Nigeria needs to increase exports to fully benefit from the US$2.5bn bilateral currency swap deal with China.

The Central Bank of Nigeria (CBN), recently signed a bilateral currency swap deal with the People’s Bank of China (PBoC) worth about US$2.5 billion. In local currencies, the swap is worth about 15 billion Renminbi (RMB) or N720 billion.

The deal’s aim is to reduce the demand for U.S. Dollar by Nigerians importing from China, and consequently strengthen the value of the Naira. The deal will certainly reduce certain barriers for Nigerian importers of goods from China. It will also reduce the cost of transactions in multiple currencies.

Head, Research, First Securities Discount House Limited (FSDH) Merchant Bank, Ayodele Akinwunmi, said because the agreement removes some trade barriers between the two countries, it may also increase Nigeria’s imports from China.

Analyzing the current trade relationship between Nigeria and China, Nigeria have a negative trade balance with China.  Nigeria can only enjoy full benefits from the recent currency swap deal, if it develops competitive advantage in the production of exportable goods that China currently imports.

According to Akinwunmi, there is an improved macroeconomic environment in the Nigerian economy. This have in turn strengthened the foreign exchange inflows, and also boosted the external reserves in April 2018.

Also there have been favourable developments in the crude oil market and consistent inflows from the Investors and Exporters’ Foreign Exchange Window (I&E Window). This were the major inflows into the external reserves.

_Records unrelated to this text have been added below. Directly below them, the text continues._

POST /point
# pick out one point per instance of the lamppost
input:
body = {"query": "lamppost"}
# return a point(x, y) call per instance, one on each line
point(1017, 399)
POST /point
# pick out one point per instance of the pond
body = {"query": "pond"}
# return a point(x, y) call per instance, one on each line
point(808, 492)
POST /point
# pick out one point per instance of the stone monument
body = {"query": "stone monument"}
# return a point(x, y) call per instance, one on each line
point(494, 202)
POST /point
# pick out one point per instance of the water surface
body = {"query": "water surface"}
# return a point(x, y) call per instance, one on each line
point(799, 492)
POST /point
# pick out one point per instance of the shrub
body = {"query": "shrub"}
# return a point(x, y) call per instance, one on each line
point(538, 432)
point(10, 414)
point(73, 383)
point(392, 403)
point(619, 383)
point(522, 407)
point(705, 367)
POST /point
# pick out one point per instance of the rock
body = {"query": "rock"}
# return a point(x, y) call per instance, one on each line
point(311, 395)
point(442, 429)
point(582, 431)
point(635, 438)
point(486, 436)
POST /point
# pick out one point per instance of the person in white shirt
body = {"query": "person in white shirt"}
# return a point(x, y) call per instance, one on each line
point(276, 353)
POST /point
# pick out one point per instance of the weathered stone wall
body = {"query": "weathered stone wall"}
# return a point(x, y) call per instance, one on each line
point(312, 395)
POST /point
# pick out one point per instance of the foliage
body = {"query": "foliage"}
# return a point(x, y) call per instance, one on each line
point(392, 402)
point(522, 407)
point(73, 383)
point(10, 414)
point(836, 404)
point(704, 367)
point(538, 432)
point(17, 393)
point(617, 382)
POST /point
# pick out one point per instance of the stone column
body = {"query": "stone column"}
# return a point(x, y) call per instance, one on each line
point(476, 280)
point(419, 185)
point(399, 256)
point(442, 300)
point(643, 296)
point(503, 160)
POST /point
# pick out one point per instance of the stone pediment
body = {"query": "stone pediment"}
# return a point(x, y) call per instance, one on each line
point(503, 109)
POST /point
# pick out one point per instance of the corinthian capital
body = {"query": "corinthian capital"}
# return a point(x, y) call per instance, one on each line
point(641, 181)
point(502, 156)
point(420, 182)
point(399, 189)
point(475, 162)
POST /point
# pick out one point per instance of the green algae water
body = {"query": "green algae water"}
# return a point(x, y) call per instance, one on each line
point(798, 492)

There was an increase of the 30-day moving average external reserves by 2.66%. External reserves increased to US$47.49 billion as at end-April 2018, from US$46.26 billion at end-March.

Economic Forecasts

FSDH Research forecasts a drop in inflation rate to 12.43% in April 2018. The expectation is that inflation rate will drop to single digit in July 2018. Provided there is no food shortage in the country. Especially due to current rising crisis in the food producing areas of the country.